Additionally, while Elle doesn’t sport arms, she can carry either melee or ranged weapons that hover alongside her. Like most RPG games, well most games, there are breakable objects such as crates that are automatically destroyed if you barge into them. On the downside, you have to go pick up the contents. Magic is one-sided.

Overly Familiar

Putting aside the basics for a moment, one of the key aspects of Crown Trick is recruiting a familiar. Reading about these in the guides had me believe that I’d be able to ‘pick one up’ or unlock through progression. While the latter is technically true, you do have to beat one of these bosses before they join your ranks.

With this familiar, you can equip them, alongside others like a loadout, and swap between them and obliterate an enemy. Especially useful if they have elemental weaknesses. Alas, they are limited in use, so you have to summon them sparingly.

As for the main combat, it’s sort of turn-based. You move on tiles freely at any point, but each movement in battle shifts to one tile at a time, allowing for the enemy to engage, embrace and caress you. For free movement, the joystick is fine, but I would recommend switching to the d-pad as it prevents you from moving too sharply – particularly when that’s falling off an edge or joining with something bad for your health.

Crown Trick - Laser
Laser squad. Source: PR

You typically have the option to pick a weapon best suited to your preference. Sometimes these have a high strength attack, or maybe a delayed effect but spreads over several tiles and causes more damage in the long run. Ranged weapons are food for getting your distance, but for me, like always melee mixed with the off familiar was the way to go.

Blink And You’ll Miss It

The movement was quite tricky as you can’t move diagonally, and as mentioned, using the analogue stick can result in a few user errors. Free movement was mostly good, but in battles it’s obviously restricted; evasive techniques are usually focused around one tile at a time.

This is where the Blink ability comes into play. Elle sports a pair of boots that allow her to teleport across several tiles at a time, not through laziness, but to avoid attacks and also to teleport part walls, sometimes made of fire. It’s one of the best skills you can use, but again, at a sacrifice of mana.

It’s easy enough to refill your majestical juices at numerous checkpoint areas, as well as an abundance of waypoints that you can shift to from your world map, quashing the challenge oh so slightly, but Crown Trick is a demanding game – notably the time required, but also because it boasts rogue-like elements.

That said, it doesn’t feel like a run of the mill title, like so many other rogue-likes. Equally, Crown Trick isn’t a one-trick pony, nor is it a game that emulates other successful titles such as the Zelda series or any other RPG of the same nature. If you want to deem Zelda a conventional RPG.

Defender Of The Crown

Crown Trick - Local Slots
The local slots. Source: PR

Like any decent rogue-like or RPG, you can improve on your abilities, unlock new gear and familiars, it’s just that you lose anything you can carry. Fortunately, familiars are exactly pocketable items. As you progress, you rescue NPCs that can aid your quest.

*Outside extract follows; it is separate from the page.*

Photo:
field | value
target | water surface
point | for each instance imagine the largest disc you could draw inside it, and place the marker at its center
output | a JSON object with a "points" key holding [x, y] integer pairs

One such character granted health upgrades that were two-a-penny to purchase, then there was an almighty spike in cost. In other words, expect a grind. It’s important to persevere with levelling everything up to your needs, as some of the early bosses hit pretty hard with more than enough debuffs thrown in.

But as you can imagine, navigate through a few of the mazes and before you know it, going back to those earlier bosses are a doddle. It’s just that 40 hours have passed and you need another shave. Crown Trick isn’t the kind of game I seek out, but it easily bats with the big boys and earns a place in amongst your library.

Crown Trick is out now on the Nintendo Switch and Steam from NeXT Studios – also behind Biped and Death Coming, and one of my favourite publishers, Team17.